Romanian teachers to rally in Bucharest on Wednesday, unions say new pay law 'condemns educators to poverty'
Three major education federations will bring an estimated 20,000 staff to central Bucharest on 17 June, protesting a draft unitary pay law they say breaks past commitments and deepens austerity.
What is happening
Romanian education unions will stage a large protest in Bucharest on Wednesday, 17 June 2026. Three federations, the Free Education Unions Federation (FSLI), the 'Spiru Haret' Education Unions Federation, and the 'Alma Mater' National Union Federation, are organising the event. Organisers expect around 20,000 participants, with union members travelling from counties including Cluj, Hunedoara, Dolj, Sibiu, Caraș-Severin, Galați and Tulcea since the night of Tuesday to Wednesday.
Destul! Educația cere respect! Dragi colegi, mâine ieșim din nou în stradă. Ne strângem în Piața Victoriei pentru a ne cere drepturile!
Schedule and route
The gathering will begin in Victory Square (Piața Victoriei), in front of the Government building. According to a Bucharest Gendarmerie communiqué, the public assembly has been approved by the city's permit commission and will run between 10:00 and 14:30. Participants will assemble in the central alveola of the square from 10:00 to 11:00, hold the main rally from 11:00 to 12:00, then march along Calea Victoriei toward Parliament between 12:00 and 13:00. A second protest phase in front of Parliament is scheduled from 13:00 onward.
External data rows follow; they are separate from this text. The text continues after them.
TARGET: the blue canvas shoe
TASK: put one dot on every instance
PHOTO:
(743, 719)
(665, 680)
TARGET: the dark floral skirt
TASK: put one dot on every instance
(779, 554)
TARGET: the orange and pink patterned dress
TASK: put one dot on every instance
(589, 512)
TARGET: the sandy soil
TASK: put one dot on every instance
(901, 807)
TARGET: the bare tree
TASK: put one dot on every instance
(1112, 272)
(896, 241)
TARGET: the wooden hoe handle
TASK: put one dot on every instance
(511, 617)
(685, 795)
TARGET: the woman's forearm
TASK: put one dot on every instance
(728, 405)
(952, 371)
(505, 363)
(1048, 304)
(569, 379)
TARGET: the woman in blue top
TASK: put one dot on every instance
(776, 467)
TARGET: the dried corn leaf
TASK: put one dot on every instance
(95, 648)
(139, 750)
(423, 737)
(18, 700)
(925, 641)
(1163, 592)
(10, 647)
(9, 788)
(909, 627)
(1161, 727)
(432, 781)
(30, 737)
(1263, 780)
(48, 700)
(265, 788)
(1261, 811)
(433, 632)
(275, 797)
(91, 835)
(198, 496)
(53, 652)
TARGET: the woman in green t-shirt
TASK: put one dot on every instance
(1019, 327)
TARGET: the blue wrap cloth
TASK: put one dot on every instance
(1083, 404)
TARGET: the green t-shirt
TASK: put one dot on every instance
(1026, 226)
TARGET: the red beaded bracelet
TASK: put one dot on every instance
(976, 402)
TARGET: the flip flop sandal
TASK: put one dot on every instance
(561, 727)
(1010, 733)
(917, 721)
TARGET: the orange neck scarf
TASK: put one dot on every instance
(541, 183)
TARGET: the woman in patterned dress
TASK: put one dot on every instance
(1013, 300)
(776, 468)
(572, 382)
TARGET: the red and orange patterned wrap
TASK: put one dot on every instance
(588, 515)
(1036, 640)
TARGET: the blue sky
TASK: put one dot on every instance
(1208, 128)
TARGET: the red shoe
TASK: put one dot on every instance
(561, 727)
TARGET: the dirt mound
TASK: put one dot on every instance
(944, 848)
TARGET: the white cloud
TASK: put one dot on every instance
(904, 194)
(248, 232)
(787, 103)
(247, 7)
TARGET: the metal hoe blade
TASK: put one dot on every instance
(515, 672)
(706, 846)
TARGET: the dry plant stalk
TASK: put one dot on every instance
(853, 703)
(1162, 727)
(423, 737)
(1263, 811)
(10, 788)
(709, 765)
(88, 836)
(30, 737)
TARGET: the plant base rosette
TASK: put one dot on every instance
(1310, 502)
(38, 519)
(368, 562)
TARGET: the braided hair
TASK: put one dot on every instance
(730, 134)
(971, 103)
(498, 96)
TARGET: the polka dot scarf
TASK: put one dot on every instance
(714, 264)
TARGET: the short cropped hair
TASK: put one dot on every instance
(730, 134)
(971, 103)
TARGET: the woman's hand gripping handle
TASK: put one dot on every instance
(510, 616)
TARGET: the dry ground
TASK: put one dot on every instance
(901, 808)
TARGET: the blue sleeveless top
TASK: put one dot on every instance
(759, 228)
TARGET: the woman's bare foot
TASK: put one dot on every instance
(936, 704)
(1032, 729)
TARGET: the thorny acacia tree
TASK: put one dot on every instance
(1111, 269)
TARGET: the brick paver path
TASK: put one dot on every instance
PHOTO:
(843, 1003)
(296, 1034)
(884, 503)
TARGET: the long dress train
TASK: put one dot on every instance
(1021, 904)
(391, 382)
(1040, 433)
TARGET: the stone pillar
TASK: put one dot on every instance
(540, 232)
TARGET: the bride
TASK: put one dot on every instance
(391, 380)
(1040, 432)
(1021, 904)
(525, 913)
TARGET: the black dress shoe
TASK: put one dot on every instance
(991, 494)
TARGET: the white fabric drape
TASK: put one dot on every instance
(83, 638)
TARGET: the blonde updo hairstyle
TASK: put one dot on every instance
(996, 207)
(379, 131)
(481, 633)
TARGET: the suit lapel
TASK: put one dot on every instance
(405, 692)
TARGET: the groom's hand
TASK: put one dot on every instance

- Participants assemble in Victory Square central alveola
- Main rally begins in front of the Government
- March along Calea Victoriei toward Parliament
- Second protest phase in front of Parliament
- Approved assembly concludes per Gendarmerie communiqué
The grievances
The unions are contesting the draft of the new unitary salary law, published by the Ministry of Labour in May under the transparency process tied to the National Recovery and Resilience Plan (PNRR). They argue the bill 'condemns teachers to poverty' and represents a 'flagrant violation of legislation in force.' Specific demands include a fair salary law that does not erode purchasing power, cancellation of recent austerity measures, reduction of classroom overcrowding, reversal of the halving of hourly teaching rates, and an end to what they call the artificial increase of the teaching norm.
Măsurile de austeritate impuse recent și nepăsarea guvernanților față de angajamentele asumate în anii trecuți ne obligă să ieșim din nou în stradă. Fără o reacție fermă și unitară, drepturile noastre vor fi din nou afectate.
The salary law context
The draft law sets a reference value of 4,100 lei for 2027, with public-sector salaries calculated by multiplying a job-specific coefficient by that annual reference. For university teaching staff, coefficients start at 1.84 for a debutant assistant professor and reach 4.00 for a full professor with over 25 years of seniority. The unions say the coefficients and the overall structure fail to honour commitments made after the 2023 general education strike, when tens of thousands marched on Calea Victoriei for fair pay.
Political dimension
Union statements name the Government, the president of Romania and political parties as responsible for 'burying education instead of treating it as the foundation on which a nation's future is built.' The protest comes as the draft salary law moves through the transparency phase, with the unions arguing that promises made after years of mobilisation, including threats to boycott national exams, have been replaced by new austerity measures. The federations are calling on Bucharest-based teachers to join colleagues arriving from across the country, framing the turnout as a test of the sector's unity.